The purpose of that tweet, if one must locate a purpose in a one-liner, was simple. Why, after the real-world manifestations of Marxism in the 20th century had led to (by some estimates) 60 million deaths, would it still be considered a positive thing to be described as a “Marxist”? No one on earth wishes to be described as a Nazi, because of the murderousness of that real-world political philosophy; why would this not be the same with Marxism?

This was a foolish thing to have done, because Berman had just died and my Tweet could easily be read as an effort to speak ill of the dead. It was not intended to be so, but after some minutes, I apologized for having put up the Tweet in the first place. I did not know Berman, but I certainly read him over the years, and did read his “Marxist humanist” tome, All That Is Solid Melts Into Air, which is (I will say to make up for the offense I gave) a very interesting book indeed, though not necessarily for the reasons Berman himself thought.

But as to the larger point, if a 140-character one-liner can be said to have a larger point? I was surprised to find myself criticized not so much for having done something rude and thoughtless but for likening Marxism to Nazism. This was, it would seem, beyond the intellectual pale.

Marx, one person said, wrote essays he loved. Somone likened the complexity of Marxism to Judaism, Christianity, and Islam in denouncing me for being so limited in my understanding of the great intellectual tradition. And so on.

The ultimate point of contention was expressed by Marc A. Tracy of the New Republic. “I think one can be a Marxist in a defensible way that one can’t be a Nazi.”

That is evidently true, given that Marxism remains a respectable school of thought in America’s universities. And that is in part due to the fact that from Marx sprang that intellectual tradition so beloved of my Twitter correspondent, while there is no comparable Nazi tradition.

But here’s a hard truth: there is no Nazi tradition, or larger Fascist intellectual school, because Nazism and Fascism were literally extirpated as the result of a world war. By contrast, Marxism-Leninism survived and thrived throughout the 20th century.

It is not that there could not have been a Nazi intellectual tradition; oh, there certainly could have been.

Martin Heidegger is considered by many the foremost philosopher of the 20th century. And he was a Nazi. As Andrew Roberts pointed out in COMMENTARY in a review of Yvonne Sherratt’s recent book Hitler’s Philosophers

With Heidegger…Hitler hoped that he might have a living German philosopher to take on all comers in the competitive global philosophy stakes.
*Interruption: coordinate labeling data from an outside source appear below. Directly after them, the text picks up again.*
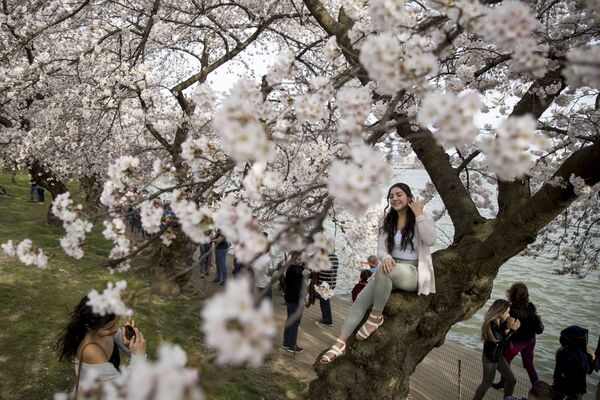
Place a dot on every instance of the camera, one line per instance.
(129, 332)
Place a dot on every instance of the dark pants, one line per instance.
(268, 294)
(221, 260)
(290, 333)
(204, 256)
(326, 310)
(526, 349)
(489, 372)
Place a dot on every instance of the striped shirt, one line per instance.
(330, 276)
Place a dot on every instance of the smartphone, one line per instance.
(129, 332)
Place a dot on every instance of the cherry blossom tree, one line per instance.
(119, 94)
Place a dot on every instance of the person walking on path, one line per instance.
(574, 360)
(262, 269)
(205, 249)
(221, 249)
(523, 341)
(294, 282)
(496, 331)
(403, 246)
(365, 274)
(329, 276)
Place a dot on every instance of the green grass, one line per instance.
(34, 306)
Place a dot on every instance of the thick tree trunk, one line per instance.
(381, 366)
(171, 263)
(46, 179)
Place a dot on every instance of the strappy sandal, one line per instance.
(363, 333)
(334, 351)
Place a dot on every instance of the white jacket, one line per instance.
(425, 237)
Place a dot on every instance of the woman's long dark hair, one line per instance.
(390, 222)
(82, 319)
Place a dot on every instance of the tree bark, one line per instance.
(171, 262)
(49, 181)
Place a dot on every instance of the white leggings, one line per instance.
(377, 292)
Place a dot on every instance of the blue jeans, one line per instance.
(290, 333)
(221, 260)
(326, 310)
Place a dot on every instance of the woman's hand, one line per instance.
(515, 325)
(130, 322)
(387, 265)
(137, 344)
(417, 205)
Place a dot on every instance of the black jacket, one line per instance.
(572, 363)
(293, 283)
(530, 322)
(493, 350)
(330, 276)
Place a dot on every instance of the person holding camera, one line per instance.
(93, 342)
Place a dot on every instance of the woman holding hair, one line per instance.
(496, 331)
(93, 341)
(405, 235)
(531, 324)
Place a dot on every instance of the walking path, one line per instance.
(436, 377)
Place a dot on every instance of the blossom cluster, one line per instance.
(109, 301)
(356, 184)
(318, 253)
(508, 24)
(240, 332)
(387, 15)
(325, 291)
(25, 251)
(583, 68)
(75, 227)
(238, 123)
(239, 226)
(451, 117)
(256, 178)
(167, 378)
(204, 97)
(151, 213)
(506, 154)
(115, 230)
(394, 66)
(114, 191)
(192, 149)
(281, 68)
(310, 107)
(195, 221)
(354, 105)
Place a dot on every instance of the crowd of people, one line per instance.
(403, 261)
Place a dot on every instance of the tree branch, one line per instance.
(460, 206)
(512, 195)
(520, 228)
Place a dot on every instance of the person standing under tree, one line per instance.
(329, 276)
(524, 339)
(496, 332)
(294, 282)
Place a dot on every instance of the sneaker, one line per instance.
(295, 349)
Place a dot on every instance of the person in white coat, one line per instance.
(405, 236)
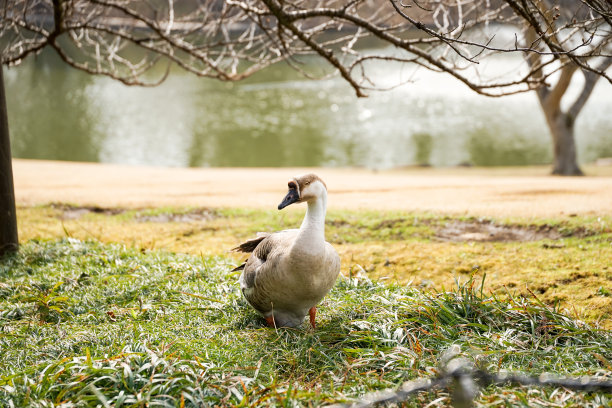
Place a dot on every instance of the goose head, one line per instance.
(306, 188)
Heidegger joined the Nazi Party in a blaze of publicity on May 1, 1933, which Sherratt somewhat tastelessly likens to the blaze of the 25,000 books written by Jews that were burned in Berlin nine days later. He immediately hailed the Third Reich as “the construction of a new intellectual and spiritual world for the German nation” and had the words to the “Horst Wessel Song” printed on the back of the program of events of his installation as rector of Freiburg University, where he gave the full Heil Hitler salute prior to his inaugural speech. Heidegger remained a member of the Nazi Party until 1945 and was never to express any public remorse or apology for his idealization of Hitler. When asked by a colleague how a man as coarse as Hitler could govern Germany, the philosopher replied, “culture is of no importance. Look at his marvelous hands!”
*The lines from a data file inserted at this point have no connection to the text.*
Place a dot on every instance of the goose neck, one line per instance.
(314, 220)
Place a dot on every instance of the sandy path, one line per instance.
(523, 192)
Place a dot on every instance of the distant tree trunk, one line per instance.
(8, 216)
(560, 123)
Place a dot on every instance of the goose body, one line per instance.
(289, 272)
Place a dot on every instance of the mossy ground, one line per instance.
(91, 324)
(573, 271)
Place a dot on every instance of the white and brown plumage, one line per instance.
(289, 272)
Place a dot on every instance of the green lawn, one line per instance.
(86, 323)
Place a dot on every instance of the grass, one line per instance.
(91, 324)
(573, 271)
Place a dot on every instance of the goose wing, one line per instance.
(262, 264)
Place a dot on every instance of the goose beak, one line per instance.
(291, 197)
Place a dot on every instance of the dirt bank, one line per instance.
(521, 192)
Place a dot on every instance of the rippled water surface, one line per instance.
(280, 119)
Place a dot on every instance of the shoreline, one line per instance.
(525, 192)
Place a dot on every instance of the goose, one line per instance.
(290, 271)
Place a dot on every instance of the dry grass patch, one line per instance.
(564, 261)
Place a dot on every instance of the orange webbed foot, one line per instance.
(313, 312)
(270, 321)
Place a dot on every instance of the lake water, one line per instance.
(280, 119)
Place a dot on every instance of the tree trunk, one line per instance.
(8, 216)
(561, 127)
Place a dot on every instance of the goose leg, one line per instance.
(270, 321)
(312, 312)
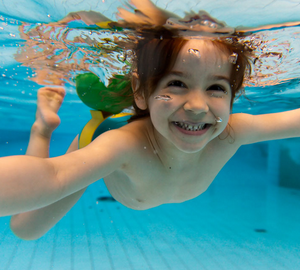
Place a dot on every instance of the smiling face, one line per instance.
(199, 85)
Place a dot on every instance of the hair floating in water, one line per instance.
(163, 97)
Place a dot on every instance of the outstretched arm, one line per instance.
(256, 128)
(29, 183)
(34, 224)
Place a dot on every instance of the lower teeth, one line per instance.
(188, 129)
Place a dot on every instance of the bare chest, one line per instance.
(150, 183)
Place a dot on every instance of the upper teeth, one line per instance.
(189, 126)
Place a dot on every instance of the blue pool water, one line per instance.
(248, 218)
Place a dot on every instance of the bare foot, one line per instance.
(49, 100)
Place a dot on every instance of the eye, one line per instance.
(176, 84)
(217, 87)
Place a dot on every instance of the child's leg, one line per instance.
(33, 224)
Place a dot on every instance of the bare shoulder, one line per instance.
(123, 142)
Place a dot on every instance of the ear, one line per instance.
(139, 99)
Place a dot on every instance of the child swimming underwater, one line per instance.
(171, 151)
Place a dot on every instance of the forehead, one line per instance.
(202, 53)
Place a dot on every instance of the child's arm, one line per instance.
(28, 183)
(34, 224)
(256, 128)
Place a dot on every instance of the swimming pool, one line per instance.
(247, 219)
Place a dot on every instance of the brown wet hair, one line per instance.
(156, 53)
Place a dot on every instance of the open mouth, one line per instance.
(191, 127)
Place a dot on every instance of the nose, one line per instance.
(196, 103)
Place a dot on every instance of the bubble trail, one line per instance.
(163, 97)
(233, 58)
(194, 52)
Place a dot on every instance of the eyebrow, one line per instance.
(188, 75)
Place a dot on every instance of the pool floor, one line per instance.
(222, 229)
(241, 222)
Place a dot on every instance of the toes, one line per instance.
(50, 91)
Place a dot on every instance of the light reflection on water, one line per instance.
(64, 51)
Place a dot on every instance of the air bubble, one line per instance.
(194, 52)
(122, 57)
(233, 58)
(213, 25)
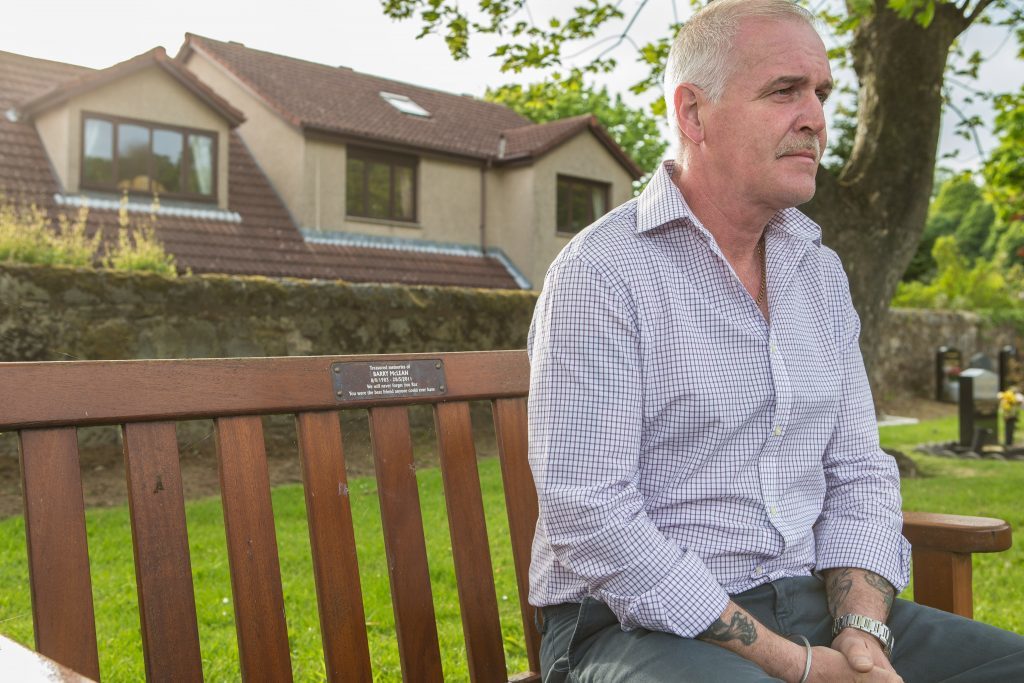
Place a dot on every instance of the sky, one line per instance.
(355, 34)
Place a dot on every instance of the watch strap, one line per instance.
(867, 625)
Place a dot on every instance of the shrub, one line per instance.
(137, 248)
(29, 236)
(985, 285)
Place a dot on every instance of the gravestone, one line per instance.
(1011, 373)
(978, 409)
(981, 360)
(948, 361)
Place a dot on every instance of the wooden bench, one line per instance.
(45, 402)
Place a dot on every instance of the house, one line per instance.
(269, 165)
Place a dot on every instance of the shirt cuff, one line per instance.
(685, 602)
(846, 543)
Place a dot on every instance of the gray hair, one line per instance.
(700, 52)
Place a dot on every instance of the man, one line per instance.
(702, 436)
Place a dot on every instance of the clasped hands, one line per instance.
(854, 655)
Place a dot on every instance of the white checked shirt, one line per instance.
(683, 449)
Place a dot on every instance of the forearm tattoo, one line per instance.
(838, 586)
(740, 628)
(883, 587)
(840, 583)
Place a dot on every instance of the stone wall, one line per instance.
(906, 361)
(58, 313)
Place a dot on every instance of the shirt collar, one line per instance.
(662, 203)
The book details the degree to which leading academics in Germany during the Nazi era became the regime’s apologists and handmaidens. Had Germany somehow prevailed in World War II, or had that war not been fought at all, Nazism would surely have become an intellectual tradition of its own.

My Tweet gave offense, and for that I’m sorry. But the mild controversy it provoked was instructive—and, I think, discouraging.